This Italian is right on song
For a long time, Operetta, the just-opened Italian eatery at Admiralty’s Pacific Place, will probably be referred to as ‘the restaurant which took over Dan Ryan’s spot’. Many lovers of the American diner were up in arms when their favourite ribs ‘n’ barbecue sauce paradise closed its doors a few months back. But they may change their tunes when they settle into Operetta and find it’s also an easy spot to cosy up in, despite its ethos and cuisine being a world removed from Dan Ryan’s.
When we enter on our visit, we immediately forget about any diners. The surrounds in here are much different to what we remember and we marvel at the airy bar and casual seating area as we’re led to the main dining room, where plush booth seats and well-spaced tables create an inviting ambience of openness and class. The décor, which combines a neutral palette accented by bright textiles, especially with the orange chairs, is an excellent departure from the faux leather and wood panelled interiors of Operetta’s predecessor.
Although it’s classified as an Italian restaurant, Operetta is touting a subtle fusion twist by putting two chefs at its helm. Italian Fabio Sgro is paired with Japanese culinary director Mitsuru Konishi, who was formerly with Wan Chai’s Wagyu Takumi, a post which earned the outlet two Michelin stars. Their inspiration as a team is predominantly Mediterranean with an emphasis on fancy comfort foods like pizzas, deep-fried dishes, caesar salads and burgers. There’s also a fine selection of meat to get the taste buds juicing.
Trying our best to order a split of what would be Japanese fusion versus Italian favourites, we start with the fried Japanese cuttlefish ($75), which boasts a light fluffy batter and comes served with a lemon zest dip. The generously portioned cuttlefish sports a firm and chewy texture and a healthy sheen, indicating its freshness. The ‘balfego’ bluefin tuna tartare ($120) is also a champion starter. Though small, it’s perfectly seasoned and is doused in a mild sesame sauce, arriving with a side of chopped cucumber. The raw tuna sings a symphony on the tongue when combined with the slight sweetness of the sauce.
We opt for Italian comfort food for our mains. And the pizza nduja diavola ($150) doesn’t disappoint. This is a nine-inch pie topped with cheese, spicy nduja sausage and friarelli, which is what peeps from Naples call the broccoli-like vegetable rapina. It’s a solid pizza indeed, with a chewy crust that’s not too dry either. It would, in fact, be a comfort food delight if it wasn’t so hard to find the finely chopped sausage. If the pieces were thicker, they would add a robustness to the pie so it could become the perfect pizza. Our other main shines too. The artisanal linguine ($180) with prawns and a thyme emulsion features a velvety texture which highlights the roasted crustacean’s flavours really well.

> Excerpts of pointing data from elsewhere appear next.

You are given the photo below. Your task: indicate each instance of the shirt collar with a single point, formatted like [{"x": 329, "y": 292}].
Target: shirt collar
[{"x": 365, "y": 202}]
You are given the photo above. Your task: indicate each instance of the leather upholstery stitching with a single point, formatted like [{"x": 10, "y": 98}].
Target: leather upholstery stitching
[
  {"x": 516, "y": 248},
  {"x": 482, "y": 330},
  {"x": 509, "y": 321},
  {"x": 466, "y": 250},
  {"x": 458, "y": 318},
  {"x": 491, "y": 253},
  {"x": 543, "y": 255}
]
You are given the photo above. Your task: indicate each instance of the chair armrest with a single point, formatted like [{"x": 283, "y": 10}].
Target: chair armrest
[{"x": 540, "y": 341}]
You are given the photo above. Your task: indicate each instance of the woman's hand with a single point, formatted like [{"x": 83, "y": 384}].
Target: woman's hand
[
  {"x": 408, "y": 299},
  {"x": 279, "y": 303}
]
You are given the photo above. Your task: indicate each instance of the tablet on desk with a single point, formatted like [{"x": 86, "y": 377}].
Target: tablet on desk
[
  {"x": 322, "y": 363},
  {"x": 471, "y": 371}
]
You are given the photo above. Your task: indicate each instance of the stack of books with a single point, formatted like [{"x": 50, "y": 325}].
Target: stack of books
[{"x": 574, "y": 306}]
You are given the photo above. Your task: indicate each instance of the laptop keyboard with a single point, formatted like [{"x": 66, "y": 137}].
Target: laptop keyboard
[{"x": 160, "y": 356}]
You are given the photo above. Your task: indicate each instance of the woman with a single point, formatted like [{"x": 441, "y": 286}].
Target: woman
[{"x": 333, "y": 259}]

The dessert menu has something for everyone and we decide on the millefoglie ($80), an Italian version of the millefeuille with a light saffron cream and a mango and blood orange sorbet. The portion is petite but the light pastry layers combined with the fragrant saffron cream to create a decent sweet balance for the palate.
The service is sincere at Operetta, albeit with a few hiccups when the waiter has to check on some details after we grill him on the menu. But with reasonable prices, we let it slide. In fact, that sums this place up. It’s not perfect but it’s really good, with a lively ambience that’s welcome in an Admiralty that desperately needs more dining options. After the Dan Ryan’s downer, Operetta is hitting all the right notes.